Yellow bass provides good fight, good eating
Above the whir of electric knives, the fellow across the fish cleaning station at McIntosh Woods State Park near Clear Lake, Iowa, asked where we were from.
“Mankato, Minnesota,” Brian Fowler, my fishing partner, told him.
He paused from cleaning his mess of fish and smiled. “You’re from Minnesota and come down here to fish,” he asked?
Well, where else are we going to catch a yellow bass?
Most Minnesota anglers are familiar with a cousin, the white (or striped) bass, a fish with a good reputation as a fighter but less so as table fare.
The yellow bass, on the other hand, also is a scrapper on the end of a line. But in addition to being a good battler, the yellow is superb table fare.
Best of all, in Iowa, basic math is not a requisite for fishing for yellows: There is no limit, no season.
That’s because in many environments, yellow bass are considered a nuisance fish, prone to over-population, stunted growth, and crowding out more desirable game species.
Except in Clear Lake.
In this 3,000-acre lake located 100 miles due south of Mankato, thanks to a fortuitous combination of environment and prey-forage relationships with walleye, muskies and catfish, yellow bass are able to grow large enough to attract anglers‚ attention — plenty of attention.

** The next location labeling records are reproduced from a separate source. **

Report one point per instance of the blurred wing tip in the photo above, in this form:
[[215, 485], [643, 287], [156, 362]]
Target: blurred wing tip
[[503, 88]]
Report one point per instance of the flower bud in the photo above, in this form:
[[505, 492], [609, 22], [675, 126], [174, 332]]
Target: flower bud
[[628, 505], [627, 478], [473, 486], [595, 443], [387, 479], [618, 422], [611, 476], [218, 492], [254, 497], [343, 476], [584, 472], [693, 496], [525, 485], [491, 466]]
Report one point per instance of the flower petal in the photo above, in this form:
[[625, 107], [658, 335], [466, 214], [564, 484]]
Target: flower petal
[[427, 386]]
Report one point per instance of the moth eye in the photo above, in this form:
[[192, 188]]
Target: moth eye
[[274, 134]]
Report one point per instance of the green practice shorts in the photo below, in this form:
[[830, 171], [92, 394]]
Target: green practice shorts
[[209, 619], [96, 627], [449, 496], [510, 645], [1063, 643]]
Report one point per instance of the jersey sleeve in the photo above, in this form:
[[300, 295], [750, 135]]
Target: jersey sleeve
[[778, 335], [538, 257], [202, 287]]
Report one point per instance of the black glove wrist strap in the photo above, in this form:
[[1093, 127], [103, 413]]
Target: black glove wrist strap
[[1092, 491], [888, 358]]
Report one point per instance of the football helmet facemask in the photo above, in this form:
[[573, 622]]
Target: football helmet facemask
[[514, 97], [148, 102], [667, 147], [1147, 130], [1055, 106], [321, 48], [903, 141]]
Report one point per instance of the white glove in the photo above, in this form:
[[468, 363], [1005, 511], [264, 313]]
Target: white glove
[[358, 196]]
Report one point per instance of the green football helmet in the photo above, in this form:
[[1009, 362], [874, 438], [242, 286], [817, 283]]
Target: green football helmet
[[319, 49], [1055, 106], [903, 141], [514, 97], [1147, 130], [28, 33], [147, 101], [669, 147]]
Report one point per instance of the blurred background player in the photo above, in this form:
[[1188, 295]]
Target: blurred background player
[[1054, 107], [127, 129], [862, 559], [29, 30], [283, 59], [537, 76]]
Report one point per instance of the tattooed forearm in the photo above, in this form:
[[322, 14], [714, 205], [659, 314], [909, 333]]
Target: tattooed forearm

Indeed, when the yellows are really going, the lake is a Mecca for anglers. Five-gallon pails brimming with the fish are common.
In the best of years, lines of anglers coming off the lake have been known to clean so many yellows that the McIntosh Woods cleaning station has been overwhelmed with fish innards and shut down.
On Saturday, we shared the lake with dozens of other anglers drifting, anchored and trolling. While some undoubtedly were trolling for the walleyes that abound in the lake, most of us were after the tasty yellows.
Drifting with Northland Gumdrops tipped with minnows, we fishing in about 13 feet of water just north of the island.
The fish hit our lures with gusto; several times our dead stick rods — it’s legal to use two poles in Iowa — very nearly were pulled overboard by biting fish.